The New Left, a precursor of today’s ultra-left progressives, considered the U.S. an imperialist country vying against people’s movements such as the Viet Cong fight against colonialism. And Israel fit into this narrative of a colonial outpost suppressing a people of color, both then and now.

It is these revolutionary forces that Buttigieg referenced which helps explain Bernie Sanders’ infatuation with Cuba and the Marxist revolutionaries of Central America. How else to understand his defense of Fidel Castro and Nicaragua’s Marxist president Daniel Ortega, or his refusal to call Venezuelan authoritarian Nicolás Maduro a dictator? Is it because they are all from the extreme left? Why would a mayor of Burlington, Vt., population 38,000, even visit these places but decline to meet with Aleksandr Solzhenitsyn, one of the premier advocates for human rights who was living in Vermont at the time? Why didn’t Sanders protest the oppression of his own people in the Soviet Union in the 1980s instead of praising Moscow’s subway system?

Yet Sanders calls the democratically elected prime minister of Israel and his government racist, the code word to suspend civil discourse. Benjamin Netanyahu has many faults, which his political opponents cite on a daily basis, but is he a racist? And Sanders uses this demagoguery to castigate AIPAC, creating a toxicity that has compelled other presidential candidates, to their shame, to skip the pro-Israel conference that attracts 18,000 Americans of all faiths.

Has he ever criticized the leadership of the Palestinian Authority, who have professed victimhood for decades rather than preparing for statehood — which they would certainly reject out of hand even if it were to be offered on a silver platter — and who propagate hatred of Jews and Israel in the textbooks taught to the next generation of Palestinians?

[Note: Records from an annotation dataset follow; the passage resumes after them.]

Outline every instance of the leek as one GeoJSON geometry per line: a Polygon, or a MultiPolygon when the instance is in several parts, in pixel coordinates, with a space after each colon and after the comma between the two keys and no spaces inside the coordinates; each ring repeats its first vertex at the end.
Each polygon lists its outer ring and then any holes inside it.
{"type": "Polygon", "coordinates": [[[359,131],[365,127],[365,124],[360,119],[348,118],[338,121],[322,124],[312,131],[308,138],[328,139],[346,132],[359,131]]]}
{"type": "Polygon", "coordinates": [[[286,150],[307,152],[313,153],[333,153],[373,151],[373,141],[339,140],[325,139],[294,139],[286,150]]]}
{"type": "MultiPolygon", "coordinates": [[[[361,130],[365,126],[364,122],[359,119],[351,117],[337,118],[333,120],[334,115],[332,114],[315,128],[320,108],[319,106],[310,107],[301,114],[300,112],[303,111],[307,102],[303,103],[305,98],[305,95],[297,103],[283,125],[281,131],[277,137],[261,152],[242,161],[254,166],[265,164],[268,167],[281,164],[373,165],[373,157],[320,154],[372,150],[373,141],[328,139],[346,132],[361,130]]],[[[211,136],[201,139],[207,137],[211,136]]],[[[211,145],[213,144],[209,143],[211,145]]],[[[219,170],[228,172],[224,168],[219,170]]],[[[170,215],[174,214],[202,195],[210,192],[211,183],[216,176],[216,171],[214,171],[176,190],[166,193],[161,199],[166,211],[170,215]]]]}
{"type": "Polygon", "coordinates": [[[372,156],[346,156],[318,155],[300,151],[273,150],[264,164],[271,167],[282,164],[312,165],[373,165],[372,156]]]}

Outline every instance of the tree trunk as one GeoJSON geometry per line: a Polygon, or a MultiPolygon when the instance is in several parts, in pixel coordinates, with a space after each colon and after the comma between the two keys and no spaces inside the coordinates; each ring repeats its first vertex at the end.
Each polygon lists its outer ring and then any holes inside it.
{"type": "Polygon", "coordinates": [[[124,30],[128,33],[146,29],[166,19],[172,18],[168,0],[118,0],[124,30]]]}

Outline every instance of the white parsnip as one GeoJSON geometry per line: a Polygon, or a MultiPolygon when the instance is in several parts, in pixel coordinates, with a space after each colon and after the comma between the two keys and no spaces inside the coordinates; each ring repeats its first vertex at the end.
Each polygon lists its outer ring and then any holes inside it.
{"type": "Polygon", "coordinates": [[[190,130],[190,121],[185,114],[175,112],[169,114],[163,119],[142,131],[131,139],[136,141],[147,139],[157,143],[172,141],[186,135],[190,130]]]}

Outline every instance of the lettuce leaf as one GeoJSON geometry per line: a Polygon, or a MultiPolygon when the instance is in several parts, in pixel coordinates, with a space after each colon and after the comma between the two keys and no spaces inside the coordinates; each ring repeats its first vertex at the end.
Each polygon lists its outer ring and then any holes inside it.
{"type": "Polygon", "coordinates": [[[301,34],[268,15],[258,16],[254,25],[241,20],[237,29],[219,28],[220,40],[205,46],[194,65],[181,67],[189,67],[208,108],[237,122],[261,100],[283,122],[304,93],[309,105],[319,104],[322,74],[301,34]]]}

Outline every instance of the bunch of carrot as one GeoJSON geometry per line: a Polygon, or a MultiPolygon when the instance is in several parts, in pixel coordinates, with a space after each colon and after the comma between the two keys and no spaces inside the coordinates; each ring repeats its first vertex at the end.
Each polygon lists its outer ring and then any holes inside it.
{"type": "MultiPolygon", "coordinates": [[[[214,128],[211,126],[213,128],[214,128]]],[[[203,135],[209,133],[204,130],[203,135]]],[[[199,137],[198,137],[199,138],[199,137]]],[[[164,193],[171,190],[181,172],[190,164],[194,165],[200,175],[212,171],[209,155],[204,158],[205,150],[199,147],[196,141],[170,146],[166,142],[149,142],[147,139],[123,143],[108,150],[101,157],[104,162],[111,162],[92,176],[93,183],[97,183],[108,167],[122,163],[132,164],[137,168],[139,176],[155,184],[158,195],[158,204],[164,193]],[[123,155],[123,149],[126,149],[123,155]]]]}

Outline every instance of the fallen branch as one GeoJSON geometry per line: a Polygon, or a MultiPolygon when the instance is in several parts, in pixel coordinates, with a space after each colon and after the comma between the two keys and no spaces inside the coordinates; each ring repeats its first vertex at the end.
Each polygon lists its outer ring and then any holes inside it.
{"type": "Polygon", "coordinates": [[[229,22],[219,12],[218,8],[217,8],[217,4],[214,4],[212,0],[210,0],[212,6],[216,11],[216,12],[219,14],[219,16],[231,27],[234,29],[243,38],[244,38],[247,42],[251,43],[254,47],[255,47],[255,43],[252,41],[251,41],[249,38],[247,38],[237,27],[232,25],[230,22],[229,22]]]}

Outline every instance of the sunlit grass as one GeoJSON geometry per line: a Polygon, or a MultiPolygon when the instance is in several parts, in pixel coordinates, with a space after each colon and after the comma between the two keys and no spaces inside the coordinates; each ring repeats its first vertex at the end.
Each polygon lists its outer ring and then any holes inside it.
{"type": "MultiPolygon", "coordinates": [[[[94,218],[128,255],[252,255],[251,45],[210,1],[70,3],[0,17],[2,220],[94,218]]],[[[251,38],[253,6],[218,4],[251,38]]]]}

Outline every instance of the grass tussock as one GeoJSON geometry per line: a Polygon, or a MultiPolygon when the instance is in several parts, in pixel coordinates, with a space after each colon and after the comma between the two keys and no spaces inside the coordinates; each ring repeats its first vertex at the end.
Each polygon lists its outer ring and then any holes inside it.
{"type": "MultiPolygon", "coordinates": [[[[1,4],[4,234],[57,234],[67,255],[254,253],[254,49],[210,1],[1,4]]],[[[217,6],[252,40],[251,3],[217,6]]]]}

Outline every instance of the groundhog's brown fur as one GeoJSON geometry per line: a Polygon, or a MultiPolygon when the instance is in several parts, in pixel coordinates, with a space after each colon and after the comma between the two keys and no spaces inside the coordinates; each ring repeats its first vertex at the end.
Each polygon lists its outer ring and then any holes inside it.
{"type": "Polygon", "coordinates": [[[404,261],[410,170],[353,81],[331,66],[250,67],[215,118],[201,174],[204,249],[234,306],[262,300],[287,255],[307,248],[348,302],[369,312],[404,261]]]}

And then there’s Hamas, a client of Iran dedicated to Israel’s destruction, which has redirected hundreds of millions of dollars intended for humanitarian aid toward building tunnels into Israel to cause incalculable loss of life. Sanders feels “Gaza’s pain” by suggesting that some aid to Israel, the U.S.’s key strategic partner in the Middle East, be siphoned to Hamas-controlled Gaza.

At the debate in South Carolina he said he would consider moving the U.S. embassy back to Tel Aviv. Why is Israel the only country in the world unable to choose its own capital? It is indeed ironic that Israel returned the territory it conquered in its justifiable preemptive attack on Egypt and Syria during the Six-Day War, but has been vilified for refusing to release its control of east Jerusalem, which it conquered only after being attacked by the Jordanians.

Sanders is either ignorant, chooses to listen to misguided advisers, is frozen in time as Buttigieg suggested, or a combination of all three.

Despite Sanders’ troubling statements, Danny Danon, Israel’s ambassador to the United Nations, was wrong to publicly criticize the candidate, as it interferes in the U.S. election and may hinder Israel’s ability to mend fences with Sanders if he wins the presidency in November. Netanyahu’s muted, low-key response to Sanders’ insult was the right approach.

In the classic movie “All About Eve,” the character played by Bette Davis said, “Fasten your seatbelts, it’s going to be a bumpy night.”

Should Sanders turn out to be the Democratic nominee, Davis’ warning will ring as true in 2020 as it did when she first spoke those words more than 70 years ago.

Max L. Kleinman is president of the Fifth Commandment Foundation; from 1995 to 2014 he served as CEO/executive vice president of Jewish Federation of Greater MetroWest NJ.